地球が朽ち果てても、この貯蔵庫は傷つくことなく、残っていた。地下にあったのがよかったのも知れない。
エレベーターが動かないので、階段を使って二体は地下へ向かった。
「わわっ」
前を歩く、アポロが躓いた。
「大丈夫? 気をつけて」
イネスがアポロの腕を引っ張った。
「すみません。ありがとうございます、イネス」
「いいよ。
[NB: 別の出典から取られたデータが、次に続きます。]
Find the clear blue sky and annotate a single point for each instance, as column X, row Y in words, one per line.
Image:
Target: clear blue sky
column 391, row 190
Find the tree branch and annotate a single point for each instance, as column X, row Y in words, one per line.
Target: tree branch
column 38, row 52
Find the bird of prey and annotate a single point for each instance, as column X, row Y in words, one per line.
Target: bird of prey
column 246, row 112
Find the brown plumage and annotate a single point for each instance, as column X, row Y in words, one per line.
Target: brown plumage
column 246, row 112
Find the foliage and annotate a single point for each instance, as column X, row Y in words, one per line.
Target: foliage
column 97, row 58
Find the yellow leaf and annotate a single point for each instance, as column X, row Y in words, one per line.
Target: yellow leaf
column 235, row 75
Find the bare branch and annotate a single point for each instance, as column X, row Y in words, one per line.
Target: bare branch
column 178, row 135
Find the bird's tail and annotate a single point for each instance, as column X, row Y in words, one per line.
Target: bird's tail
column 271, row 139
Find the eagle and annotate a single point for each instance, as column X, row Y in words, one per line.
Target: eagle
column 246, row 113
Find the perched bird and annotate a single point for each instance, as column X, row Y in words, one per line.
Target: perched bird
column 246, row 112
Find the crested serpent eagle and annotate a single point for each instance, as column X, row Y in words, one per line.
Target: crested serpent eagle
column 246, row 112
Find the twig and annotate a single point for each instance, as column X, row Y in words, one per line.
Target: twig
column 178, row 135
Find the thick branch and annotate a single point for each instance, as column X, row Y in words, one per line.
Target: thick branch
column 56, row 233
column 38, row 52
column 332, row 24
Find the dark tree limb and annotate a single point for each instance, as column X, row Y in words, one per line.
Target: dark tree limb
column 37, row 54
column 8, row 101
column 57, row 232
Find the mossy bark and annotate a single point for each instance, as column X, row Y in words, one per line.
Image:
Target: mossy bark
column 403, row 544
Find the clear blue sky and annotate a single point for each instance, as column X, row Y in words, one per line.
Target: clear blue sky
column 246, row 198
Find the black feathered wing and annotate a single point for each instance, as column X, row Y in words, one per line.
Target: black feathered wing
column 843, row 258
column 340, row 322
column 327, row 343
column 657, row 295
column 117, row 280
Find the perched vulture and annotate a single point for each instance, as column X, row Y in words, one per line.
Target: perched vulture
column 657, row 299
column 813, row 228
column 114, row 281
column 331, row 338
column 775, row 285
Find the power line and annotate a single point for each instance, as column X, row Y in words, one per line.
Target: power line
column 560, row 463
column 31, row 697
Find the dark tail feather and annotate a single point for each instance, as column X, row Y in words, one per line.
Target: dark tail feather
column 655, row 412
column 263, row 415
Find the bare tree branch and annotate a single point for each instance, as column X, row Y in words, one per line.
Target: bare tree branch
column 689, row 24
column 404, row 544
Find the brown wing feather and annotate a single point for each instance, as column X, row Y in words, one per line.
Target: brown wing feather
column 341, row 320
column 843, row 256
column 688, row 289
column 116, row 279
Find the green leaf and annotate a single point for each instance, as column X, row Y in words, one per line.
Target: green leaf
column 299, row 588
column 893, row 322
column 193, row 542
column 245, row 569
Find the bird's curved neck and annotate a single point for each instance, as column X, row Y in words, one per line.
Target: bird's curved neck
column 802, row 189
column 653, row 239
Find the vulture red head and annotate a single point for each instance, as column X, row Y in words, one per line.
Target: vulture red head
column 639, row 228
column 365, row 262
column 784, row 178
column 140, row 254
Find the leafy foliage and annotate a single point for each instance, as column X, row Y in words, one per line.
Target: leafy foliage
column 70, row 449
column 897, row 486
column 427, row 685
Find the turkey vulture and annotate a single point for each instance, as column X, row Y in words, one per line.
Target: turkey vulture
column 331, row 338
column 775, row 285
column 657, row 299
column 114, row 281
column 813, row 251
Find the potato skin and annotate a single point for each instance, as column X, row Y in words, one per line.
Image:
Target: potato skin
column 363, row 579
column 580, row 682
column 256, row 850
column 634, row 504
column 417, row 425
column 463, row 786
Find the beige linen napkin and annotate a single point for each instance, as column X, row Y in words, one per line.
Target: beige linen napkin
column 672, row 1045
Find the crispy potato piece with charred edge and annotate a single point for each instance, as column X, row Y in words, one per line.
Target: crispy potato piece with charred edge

アポロは僕よりだいぶ年寄りなんだから」
「事実ですが、容認できる発言ではありません」
地下に降りた二体のロボットは、入り口の棚からそれぞれコップを取り出す。
大きな地下室には、これまた大きな円柱形のタンクが鎮座していた。
エネルギーは、特殊な金属で出来たこの巨大なタンクに入っていて、地球がまだ生きていたころ、さまざまなロボットたちに供給されていた。
ロボットたちは自分で、まるでジュースのように、コップに液体のエネルギーを注ぎ、口から飲み込む。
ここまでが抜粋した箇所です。